There have been a number of functionalization reaction studies of quinolines including nitration reactions of 7-alkylquinolines (43, 44). In all cases, the corresponding 8-nitroquinoline was identified as the main product but the nature of the minor products formed remains uncertain. Capps (44) starting from impure 1 showed that an unidentified minor product was neither 7-methyl-5-nitro nor 5-methyl-5-nitroquinoline, which implied that nitration occurred in the pyridine nucleus.

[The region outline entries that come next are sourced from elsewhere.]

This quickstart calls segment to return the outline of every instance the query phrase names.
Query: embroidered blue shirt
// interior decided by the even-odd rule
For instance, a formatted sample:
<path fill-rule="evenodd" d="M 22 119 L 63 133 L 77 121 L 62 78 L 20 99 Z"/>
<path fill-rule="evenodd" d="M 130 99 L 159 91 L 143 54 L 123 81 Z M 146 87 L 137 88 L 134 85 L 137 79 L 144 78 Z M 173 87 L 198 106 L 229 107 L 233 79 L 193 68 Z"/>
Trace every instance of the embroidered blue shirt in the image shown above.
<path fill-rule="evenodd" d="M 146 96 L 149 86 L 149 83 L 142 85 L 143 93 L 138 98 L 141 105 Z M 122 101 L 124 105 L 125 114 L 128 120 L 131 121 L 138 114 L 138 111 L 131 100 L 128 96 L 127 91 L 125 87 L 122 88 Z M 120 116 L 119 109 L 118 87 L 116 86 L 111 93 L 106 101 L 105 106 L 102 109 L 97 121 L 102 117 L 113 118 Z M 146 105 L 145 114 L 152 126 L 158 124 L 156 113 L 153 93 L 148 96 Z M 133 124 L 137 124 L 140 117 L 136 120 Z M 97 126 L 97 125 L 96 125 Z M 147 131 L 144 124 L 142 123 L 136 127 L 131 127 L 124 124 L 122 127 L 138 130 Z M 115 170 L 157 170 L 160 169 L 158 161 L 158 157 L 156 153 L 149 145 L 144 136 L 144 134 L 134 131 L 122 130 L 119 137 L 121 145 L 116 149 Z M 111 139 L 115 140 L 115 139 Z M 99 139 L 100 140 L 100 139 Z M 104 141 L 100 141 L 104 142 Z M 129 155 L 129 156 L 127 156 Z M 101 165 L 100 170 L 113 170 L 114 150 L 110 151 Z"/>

Here in, we report on the synthesis and characterization of 7-methylquinoline using the Skraup methodology. A subsequent nitration reaction was also carried out using a mixture of 5- and 7-methylquinoline to obtain pure 7-methyl-8-nitroquinoline selectively.

2. Objectives

In this study, we investigated the two-step synthesis of 7-methyl-8-nitroquinoline from m-toluidine in which conventional methods such as NMR spectroscopy, GC-MS spectrometry, IR spectroscopy and elemental analysis were used to characterize the products.

3. Materials and Methods

3.1. General Experimental

Reagent-grade solvents were used for the syntheses of compounds without further purification. ¹H NMR and ¹³C NMR spectra were recorded on Varian UNITY-300 or Varian INOVA-500 spectrometers. ¹H NMR and ¹³C NMR chemical shifts were referenced to residual solvent resonances (CDCl₃, 7.25 and 77.01 ppm, respectively). Infrared spectra (400-4000 cm^-1) were obtained using a Shimadzu 8201PC Series FTIR interfaced with an Intel 486 PC operating Shimadzu HyperIR software. Spectra were obtained using the diffuse reflectance method in solid KBr. GC-MS, LC-MS and Microanalyses were performed at Shahid Beheshti University of Medical Sciences. Glycerol and m-toluidine were obtained from Aldrich and used without further purification. All other starting materials were obtained commercially and used as received.

3.2. Syntheses

For the synthesis of 7-Methyl-8-nitro-quinolin, the two-step route shown in Figure 1 was employed.

Figure 1.

Two-step Selective Synthesis of 7-Methyl-8-Nitro-quinoline From m-toluidine

7-methylquinoline: In a round-bottom flask, m-nitrobenzene-sulfonate (135 g, 0.6 mol), glycerol (83.52 g, 0.92 mol), and m-toluidine (50.46 g, 0.47 mol) were mechanically stirred. To this mixture, 273.58 g (2.7 mol) of 98% H₂SO₄ solution and 61.5 g H₂O were added. The addition was drop-wise and the H₂SO₄/H₂O solution had been cooled in an ice bath before the addition. During the addition, the mixture was mechanically stirred and the exothermic reaction was controlled with an ice bath when needed. Once the addition was completed, the solution was heated to reflux (ca. 150°C) for 1 hour (caution: spontaneous exothermicity!). The solution was then cooled in an ice bath and diluted with 330 mL H₂O and 43.08 g NaNO₃ were added slowly. The solution was then warmed (~70°C) for about 20 minutes to decompose the excess m-toluidine. The solution was cooled again in an ice bath and 400 g of KOH was added slowly to increase the pH of the solution above 10 (pH > 10). The solution was then purified using steam distillation. The clear distillate was cooled, saturated with NaCl and kept in the refrigerator for a couple of nights. The formed brown crude oil was separated from the distillate using a separatory funnel. Then, the distillate was extracted with diethylether (3 × 200 mL). The organic phases were collected, dried with MgSO₄, and evaporated. The resulting oil was then further purified using vacuum distillation: bp 91°C (3 mmHg) to give a 70% yield of 7-Methylquinoline (based on GC-MS and ¹H NMR).

7-Methylquinoline: ¹H NMR (500 MHz, CDCl₃) δ 8.85 (d, 1 H), 8.07 (d, 1 H), 7.88 (s, 1 H), 7.68 (d, 1 H), 7.35 (m, 2 H), 2.55 (s, 3 H).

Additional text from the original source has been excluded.